Nikola founder Trevor Milton leaving a New York federal court in December 2023. Photographer: Yuki Iwamura/Bloomberg

Trevor Milton was at home in mid-March when his phone lit up. The caller ID indicated the “Executive Office of the President of the United States” was on the line. “I thought it was fake,” said Milton, founder of the now-bankrupt electric-truck maker Nikola, who was convicted of fraud in 2022. But about two months earlier, Milton had joined a throng of white-collar defendants keen to take advantage of the Trump administration’s apparent enthusiasm for upending prosecutions and cutting prison sentences.
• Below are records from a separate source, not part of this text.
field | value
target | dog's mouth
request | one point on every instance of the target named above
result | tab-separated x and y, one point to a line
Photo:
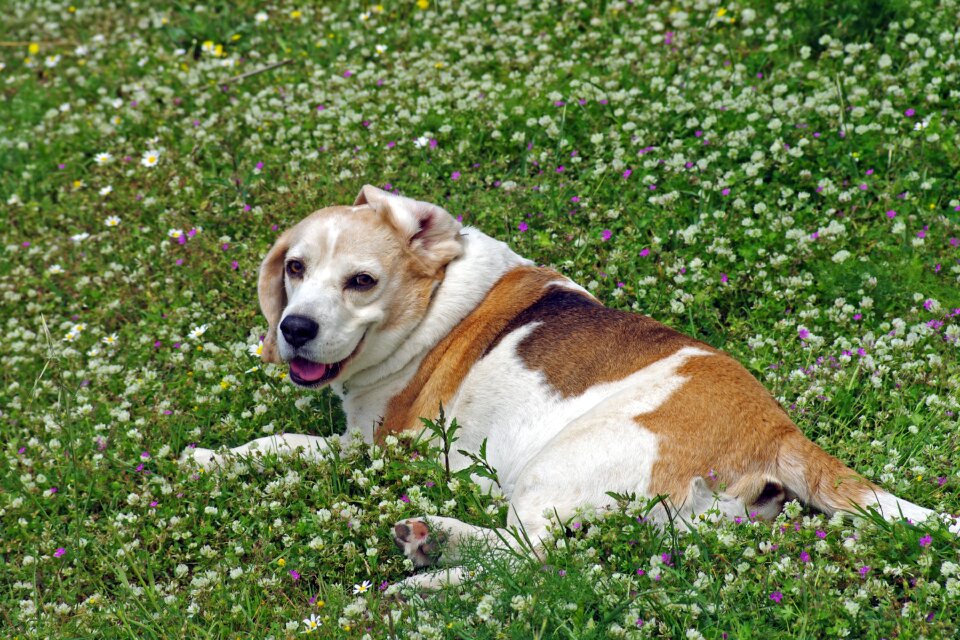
308	373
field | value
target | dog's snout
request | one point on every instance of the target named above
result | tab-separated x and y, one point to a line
298	330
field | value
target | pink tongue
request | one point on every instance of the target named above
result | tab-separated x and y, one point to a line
306	370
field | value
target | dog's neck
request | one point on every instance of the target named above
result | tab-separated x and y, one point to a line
466	282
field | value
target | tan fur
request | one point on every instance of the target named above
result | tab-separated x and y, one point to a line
273	297
417	263
723	425
443	370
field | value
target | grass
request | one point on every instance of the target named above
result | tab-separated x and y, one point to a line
778	182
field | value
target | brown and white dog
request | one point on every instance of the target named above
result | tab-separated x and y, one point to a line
399	309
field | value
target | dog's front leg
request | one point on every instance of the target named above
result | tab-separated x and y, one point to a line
284	444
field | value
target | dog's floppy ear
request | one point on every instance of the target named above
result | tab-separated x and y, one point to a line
272	294
433	234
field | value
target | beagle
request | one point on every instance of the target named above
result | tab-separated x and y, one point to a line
400	310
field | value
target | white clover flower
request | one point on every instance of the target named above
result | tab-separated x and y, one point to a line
840	256
196	332
150	158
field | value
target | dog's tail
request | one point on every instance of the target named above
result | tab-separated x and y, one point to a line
820	480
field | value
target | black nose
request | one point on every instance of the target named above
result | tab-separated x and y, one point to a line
298	330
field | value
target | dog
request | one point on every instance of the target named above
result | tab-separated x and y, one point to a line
400	310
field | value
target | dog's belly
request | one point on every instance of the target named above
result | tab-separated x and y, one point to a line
530	427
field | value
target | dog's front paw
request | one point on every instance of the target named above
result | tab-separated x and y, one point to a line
418	542
206	459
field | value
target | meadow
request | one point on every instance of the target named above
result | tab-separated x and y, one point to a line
776	179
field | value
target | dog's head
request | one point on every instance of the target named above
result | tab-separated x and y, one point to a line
344	287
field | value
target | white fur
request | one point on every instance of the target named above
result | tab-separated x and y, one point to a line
553	454
467	281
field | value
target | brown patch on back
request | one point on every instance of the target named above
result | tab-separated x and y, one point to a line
444	368
581	343
723	425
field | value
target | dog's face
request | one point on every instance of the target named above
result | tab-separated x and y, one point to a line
344	287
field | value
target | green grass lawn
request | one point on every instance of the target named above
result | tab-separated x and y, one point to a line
778	181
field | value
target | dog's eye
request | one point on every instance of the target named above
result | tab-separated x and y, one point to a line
295	268
361	282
The 43-year-old donated almost $1.7 million to support Trump’s 2024 campaign and had two lawyers well-known in conservative circles in his corner. All the effort appeared to pay off when, after 30 seconds on hold, Trump got on the line and told Milton that he was going to grant him a full pardon. In a follow-up call a week later, the president confirmed the deed was done. “He said ‘It’s signed. You’re cleaner than a baby’s bottom, you’re cleaner than I am, Trevor,’” Milton recalled.